Sales of used pure electric cars in the UK reached a record high, revealing pent-up demand and exposing a need to improve supply chains, car dealers said.
As traders tackle lengthy delays in the supply of new vehicles, the used car market has become the hottest ticket in town.
There were 16,775 used pure battery electric cars bought in the UK between July and September, the Society of Motor Manufacturers and Traders (SMMT) said.
That is a 44.1 per cent increase over the same period last year.
“Given the short supply of new cars due largely to sustained chip shortages, a declining used-car market comes as little surprise, although it's great to see a growing number of used buyers able to get into an electric car,” SMMT chief executive Mike Hawes said.

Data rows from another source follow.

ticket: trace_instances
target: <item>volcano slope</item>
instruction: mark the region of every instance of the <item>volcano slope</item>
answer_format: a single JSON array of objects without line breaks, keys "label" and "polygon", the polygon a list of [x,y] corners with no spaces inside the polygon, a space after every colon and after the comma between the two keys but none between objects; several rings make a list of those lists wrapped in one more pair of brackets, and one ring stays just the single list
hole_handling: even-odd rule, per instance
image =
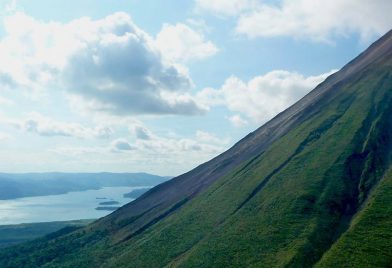
[{"label": "volcano slope", "polygon": [[0,267],[387,267],[392,32],[222,155]]}]

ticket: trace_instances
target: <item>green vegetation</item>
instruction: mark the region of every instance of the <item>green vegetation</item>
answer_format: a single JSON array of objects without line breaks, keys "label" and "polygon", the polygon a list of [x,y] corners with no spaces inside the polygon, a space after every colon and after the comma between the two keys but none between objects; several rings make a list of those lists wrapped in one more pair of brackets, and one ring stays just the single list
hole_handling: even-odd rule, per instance
[{"label": "green vegetation", "polygon": [[93,220],[57,221],[40,223],[23,223],[15,225],[0,225],[0,247],[20,244],[43,237],[65,227],[82,227]]}]

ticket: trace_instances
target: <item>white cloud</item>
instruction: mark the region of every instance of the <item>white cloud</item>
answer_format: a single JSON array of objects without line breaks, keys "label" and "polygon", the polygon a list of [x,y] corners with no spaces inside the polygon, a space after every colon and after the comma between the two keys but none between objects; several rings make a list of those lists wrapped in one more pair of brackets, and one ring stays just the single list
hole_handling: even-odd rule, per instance
[{"label": "white cloud", "polygon": [[217,15],[238,17],[235,31],[250,38],[288,36],[333,42],[358,33],[363,40],[392,27],[390,0],[196,0],[196,6]]},{"label": "white cloud", "polygon": [[233,124],[233,126],[238,127],[238,128],[246,126],[248,124],[248,121],[243,119],[242,116],[240,116],[238,114],[230,116],[230,117],[228,117],[228,119]]},{"label": "white cloud", "polygon": [[114,152],[132,151],[135,149],[126,139],[117,139],[112,142],[112,150]]},{"label": "white cloud", "polygon": [[218,52],[218,48],[207,41],[202,32],[182,23],[164,24],[156,43],[162,54],[174,62],[204,59]]},{"label": "white cloud", "polygon": [[196,9],[218,15],[233,16],[252,8],[255,4],[255,0],[196,0]]},{"label": "white cloud", "polygon": [[89,128],[79,123],[55,121],[35,112],[29,113],[24,119],[0,117],[0,123],[45,137],[62,136],[82,139],[107,139],[113,135],[113,130],[108,126]]},{"label": "white cloud", "polygon": [[152,139],[152,134],[151,132],[146,128],[141,125],[134,125],[132,127],[132,132],[136,136],[137,139],[140,140],[151,140]]},{"label": "white cloud", "polygon": [[0,87],[62,89],[90,109],[115,115],[204,112],[187,93],[193,83],[185,68],[166,61],[158,43],[125,13],[68,23],[16,13],[5,17],[4,28]]},{"label": "white cloud", "polygon": [[0,105],[13,105],[13,104],[14,102],[12,100],[0,96]]},{"label": "white cloud", "polygon": [[[256,123],[262,123],[293,104],[335,71],[305,77],[296,72],[272,71],[248,82],[237,77],[228,78],[220,89],[206,88],[198,93],[207,106],[225,106]],[[245,120],[234,116],[234,124]]]},{"label": "white cloud", "polygon": [[0,132],[0,141],[6,141],[12,139],[12,136],[7,133]]}]

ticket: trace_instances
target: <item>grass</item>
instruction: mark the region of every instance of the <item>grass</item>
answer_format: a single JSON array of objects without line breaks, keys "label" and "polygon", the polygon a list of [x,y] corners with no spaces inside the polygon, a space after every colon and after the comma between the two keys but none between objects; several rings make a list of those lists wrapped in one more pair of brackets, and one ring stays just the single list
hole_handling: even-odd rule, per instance
[{"label": "grass", "polygon": [[321,112],[258,158],[144,225],[129,219],[105,231],[65,231],[0,251],[0,266],[387,266],[390,70],[346,81]]},{"label": "grass", "polygon": [[92,221],[75,220],[0,225],[0,247],[12,246],[34,240],[69,226],[85,226]]}]

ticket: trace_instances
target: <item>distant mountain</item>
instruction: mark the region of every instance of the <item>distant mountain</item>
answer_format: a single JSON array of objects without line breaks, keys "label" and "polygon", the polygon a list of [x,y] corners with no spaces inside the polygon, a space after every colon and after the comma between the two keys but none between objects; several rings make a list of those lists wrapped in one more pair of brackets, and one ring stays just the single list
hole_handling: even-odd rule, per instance
[{"label": "distant mountain", "polygon": [[390,267],[392,32],[230,150],[1,267]]},{"label": "distant mountain", "polygon": [[0,200],[113,186],[155,186],[168,179],[147,173],[0,173]]}]

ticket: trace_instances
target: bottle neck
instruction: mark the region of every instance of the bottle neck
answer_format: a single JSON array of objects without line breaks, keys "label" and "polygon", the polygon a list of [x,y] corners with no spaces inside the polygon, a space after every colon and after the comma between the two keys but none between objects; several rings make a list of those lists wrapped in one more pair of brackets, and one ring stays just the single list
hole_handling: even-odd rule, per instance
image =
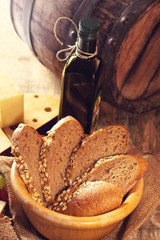
[{"label": "bottle neck", "polygon": [[77,47],[84,53],[93,54],[96,52],[96,39],[88,40],[79,36],[77,40]]}]

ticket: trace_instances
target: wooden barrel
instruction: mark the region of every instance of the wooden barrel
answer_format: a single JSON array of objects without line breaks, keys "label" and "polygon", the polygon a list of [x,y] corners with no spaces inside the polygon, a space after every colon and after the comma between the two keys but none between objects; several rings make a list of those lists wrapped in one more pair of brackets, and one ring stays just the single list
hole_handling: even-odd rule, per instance
[{"label": "wooden barrel", "polygon": [[160,0],[11,0],[11,18],[18,35],[51,71],[61,75],[56,59],[61,48],[75,42],[70,21],[85,16],[101,22],[99,56],[104,62],[103,99],[129,112],[160,106]]}]

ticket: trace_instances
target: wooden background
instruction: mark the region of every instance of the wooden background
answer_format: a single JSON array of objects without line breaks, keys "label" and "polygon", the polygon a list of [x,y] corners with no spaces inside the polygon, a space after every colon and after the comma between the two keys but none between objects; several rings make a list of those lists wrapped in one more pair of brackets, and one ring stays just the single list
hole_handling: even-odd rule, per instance
[{"label": "wooden background", "polygon": [[[11,77],[24,93],[60,93],[60,79],[46,69],[31,53],[27,44],[14,32],[10,20],[9,0],[0,0],[0,72]],[[130,130],[132,143],[145,154],[160,154],[160,109],[131,114],[102,103],[100,126],[123,124]],[[157,223],[157,225],[160,223]],[[160,229],[147,222],[134,240],[159,240]]]}]

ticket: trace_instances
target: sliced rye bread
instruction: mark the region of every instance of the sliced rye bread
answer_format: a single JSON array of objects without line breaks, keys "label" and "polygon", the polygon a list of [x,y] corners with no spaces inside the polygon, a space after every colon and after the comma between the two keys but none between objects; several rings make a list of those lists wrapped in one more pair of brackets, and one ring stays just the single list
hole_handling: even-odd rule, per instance
[{"label": "sliced rye bread", "polygon": [[[147,161],[141,156],[122,154],[101,158],[87,174],[82,176],[81,181],[74,181],[72,186],[57,197],[53,209],[59,212],[69,212],[70,210],[67,208],[70,207],[70,204],[68,205],[68,203],[72,202],[74,194],[86,182],[103,181],[115,185],[121,189],[124,196],[143,177],[146,171]],[[109,195],[108,198],[110,199]]]},{"label": "sliced rye bread", "polygon": [[121,188],[125,195],[147,171],[141,156],[117,155],[99,159],[87,174],[86,181],[107,181]]},{"label": "sliced rye bread", "polygon": [[71,186],[87,173],[100,158],[124,154],[128,146],[128,130],[119,125],[99,129],[83,139],[73,151],[66,169],[66,185]]},{"label": "sliced rye bread", "polygon": [[36,201],[48,206],[65,187],[70,155],[83,137],[81,124],[70,116],[58,121],[44,137],[25,124],[15,129],[12,153],[20,176]]},{"label": "sliced rye bread", "polygon": [[84,137],[81,124],[67,116],[58,121],[43,138],[40,152],[40,177],[45,200],[54,200],[65,187],[65,171],[73,149]]},{"label": "sliced rye bread", "polygon": [[43,144],[37,131],[23,123],[12,135],[12,154],[16,157],[17,169],[33,199],[44,203],[39,177],[39,151]]},{"label": "sliced rye bread", "polygon": [[96,216],[120,206],[123,192],[106,181],[85,182],[66,201],[59,212],[79,217]]}]

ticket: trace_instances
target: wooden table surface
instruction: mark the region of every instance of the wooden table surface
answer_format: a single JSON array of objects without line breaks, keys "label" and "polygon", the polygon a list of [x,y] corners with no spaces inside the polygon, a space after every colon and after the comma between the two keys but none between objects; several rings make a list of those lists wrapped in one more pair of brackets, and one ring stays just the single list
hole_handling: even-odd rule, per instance
[{"label": "wooden table surface", "polygon": [[[0,0],[0,72],[9,75],[24,93],[60,93],[60,79],[46,69],[27,44],[16,35],[9,15],[9,0]],[[100,126],[123,124],[129,128],[133,144],[145,154],[160,153],[160,109],[131,114],[102,103]],[[160,222],[148,221],[134,240],[159,240]]]}]

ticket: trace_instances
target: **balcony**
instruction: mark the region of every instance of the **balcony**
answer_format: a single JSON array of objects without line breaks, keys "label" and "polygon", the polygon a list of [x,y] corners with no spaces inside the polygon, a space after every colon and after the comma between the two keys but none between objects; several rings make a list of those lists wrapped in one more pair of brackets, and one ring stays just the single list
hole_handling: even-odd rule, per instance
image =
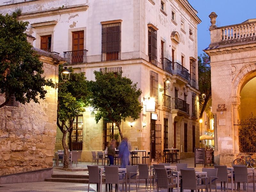
[{"label": "balcony", "polygon": [[178,75],[189,82],[190,81],[190,74],[188,70],[178,63],[173,63],[172,71],[173,75]]},{"label": "balcony", "polygon": [[172,100],[170,96],[163,94],[164,107],[168,108],[172,108]]},{"label": "balcony", "polygon": [[67,59],[68,64],[76,64],[87,62],[87,52],[86,49],[66,51],[64,53],[64,58]]},{"label": "balcony", "polygon": [[179,98],[173,98],[172,99],[172,109],[179,110],[189,114],[189,105],[187,103],[186,101]]},{"label": "balcony", "polygon": [[164,70],[173,75],[177,75],[190,83],[190,74],[188,70],[177,62],[172,63],[172,61],[166,58],[161,59],[163,68]]}]

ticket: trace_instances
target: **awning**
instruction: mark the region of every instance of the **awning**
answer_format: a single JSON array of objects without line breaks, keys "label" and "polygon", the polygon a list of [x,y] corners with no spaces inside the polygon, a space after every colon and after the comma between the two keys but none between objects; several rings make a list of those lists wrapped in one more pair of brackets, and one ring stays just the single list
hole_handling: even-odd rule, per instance
[{"label": "awning", "polygon": [[205,135],[205,134],[200,136],[200,140],[204,140],[205,139],[209,139],[211,140],[213,139],[214,138],[213,137],[210,136],[210,135]]}]

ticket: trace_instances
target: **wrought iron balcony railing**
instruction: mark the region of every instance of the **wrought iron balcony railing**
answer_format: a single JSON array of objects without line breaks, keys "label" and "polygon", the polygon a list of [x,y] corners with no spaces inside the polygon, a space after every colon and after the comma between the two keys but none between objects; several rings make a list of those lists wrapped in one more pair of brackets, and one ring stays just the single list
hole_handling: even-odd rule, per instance
[{"label": "wrought iron balcony railing", "polygon": [[179,98],[172,98],[172,108],[181,111],[188,114],[189,114],[189,104],[187,103],[186,101]]},{"label": "wrought iron balcony railing", "polygon": [[190,81],[190,74],[188,72],[188,70],[178,63],[175,62],[173,63],[172,71],[172,74],[176,74],[188,82]]},{"label": "wrought iron balcony railing", "polygon": [[172,100],[171,96],[166,95],[165,94],[163,94],[163,96],[164,98],[163,102],[164,107],[171,108]]},{"label": "wrought iron balcony railing", "polygon": [[68,64],[75,64],[87,62],[87,52],[86,49],[66,51],[64,53],[64,58],[67,59]]}]

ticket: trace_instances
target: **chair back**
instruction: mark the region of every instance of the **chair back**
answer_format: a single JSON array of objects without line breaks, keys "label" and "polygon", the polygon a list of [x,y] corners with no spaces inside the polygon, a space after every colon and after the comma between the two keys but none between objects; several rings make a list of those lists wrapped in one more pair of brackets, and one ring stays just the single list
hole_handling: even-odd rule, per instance
[{"label": "chair back", "polygon": [[100,182],[100,173],[98,165],[87,165],[89,174],[89,182],[99,183]]},{"label": "chair back", "polygon": [[195,169],[181,169],[180,173],[182,177],[183,188],[196,189],[196,180]]},{"label": "chair back", "polygon": [[248,182],[248,172],[245,166],[237,166],[234,165],[235,180],[236,182]]},{"label": "chair back", "polygon": [[177,170],[178,171],[180,171],[181,169],[184,169],[188,168],[187,163],[176,163],[176,166],[177,166]]},{"label": "chair back", "polygon": [[228,168],[227,165],[214,165],[214,168],[218,169],[217,180],[218,181],[228,182]]},{"label": "chair back", "polygon": [[147,164],[139,164],[139,178],[141,179],[148,179],[148,167]]},{"label": "chair back", "polygon": [[104,166],[106,183],[118,183],[119,176],[118,166]]},{"label": "chair back", "polygon": [[169,182],[166,169],[164,168],[155,168],[155,171],[157,178],[157,188],[168,188]]},{"label": "chair back", "polygon": [[159,165],[164,165],[165,166],[171,166],[171,164],[170,163],[160,163],[158,164]]},{"label": "chair back", "polygon": [[138,171],[138,165],[126,165],[126,172],[127,179],[136,179]]},{"label": "chair back", "polygon": [[216,168],[203,168],[202,171],[206,172],[207,173],[207,176],[209,178],[208,183],[210,183],[210,179],[211,177],[213,177],[212,180],[212,185],[215,185],[216,184],[216,180],[218,174],[218,169]]}]

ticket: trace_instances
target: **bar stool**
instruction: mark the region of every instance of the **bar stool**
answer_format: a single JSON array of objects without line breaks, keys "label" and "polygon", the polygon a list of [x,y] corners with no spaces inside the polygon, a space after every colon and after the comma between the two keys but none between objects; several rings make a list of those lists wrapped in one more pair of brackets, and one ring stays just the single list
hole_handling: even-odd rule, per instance
[{"label": "bar stool", "polygon": [[138,153],[135,151],[131,152],[131,161],[132,165],[137,165],[140,162],[140,157],[138,156]]},{"label": "bar stool", "polygon": [[148,164],[148,167],[150,167],[150,151],[148,152],[148,156],[142,157],[142,164]]}]

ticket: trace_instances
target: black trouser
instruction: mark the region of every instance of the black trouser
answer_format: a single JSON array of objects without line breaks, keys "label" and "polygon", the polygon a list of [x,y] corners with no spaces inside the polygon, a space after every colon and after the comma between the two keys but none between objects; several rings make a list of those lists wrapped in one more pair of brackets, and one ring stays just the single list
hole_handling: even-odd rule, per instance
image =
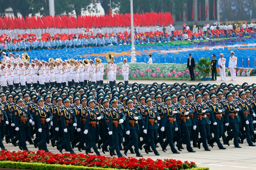
[{"label": "black trouser", "polygon": [[190,78],[192,80],[195,80],[195,74],[194,72],[194,68],[192,66],[189,66],[189,70],[190,75]]}]

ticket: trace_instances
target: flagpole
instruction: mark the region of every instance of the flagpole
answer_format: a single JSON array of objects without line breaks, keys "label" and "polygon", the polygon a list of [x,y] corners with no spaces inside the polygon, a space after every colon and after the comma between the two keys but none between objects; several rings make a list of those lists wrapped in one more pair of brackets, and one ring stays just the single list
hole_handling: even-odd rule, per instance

“The demand is clearly there and to feed it we need a buoyant new-car market, which means giving buyers confidence to invest.
“Next week's autumn statement is an opportunity for the government to make a long-term fiscal commitment to zero emission motoring, including adequate public charging infrastructure, which, especially given the economic headwinds, would go a long way to stimulating the market and delivering both economic and net zero progress.”
The details were released while the Cop27 environmental summit is held in Egypt and the UK endures rising energy prices, partly a fall-out from the war in Ukraine.
Sales of used hybrid electrics were up 2.5 per cent year on year, but demand for plug-in hybrids fell by 5.8 per cent.
Alex Buttle, co-founder of used-car marketplace Motorway.co.uk, said: “Electric vehicles (EVs) are becoming the hottest ticket in town.
“With lengthy wait times for new cars of up to a year, motorists have realised the used-car market is the quickest, as well as most affordable, way to make their switch to electric.
“As more drivers make the leap, demand for used EVs will continue to soar.”
The market share of all used electrified cars rose from 3.3 per cent to 4 per cent
The overall number of used cars bought between July and September was 1.8 million, which is the first time quarterly transactions dipped below two million since 2015.
This decrease of 12.2 per cent compared with the same period in 2021 was attributed to supply shortages for new cars.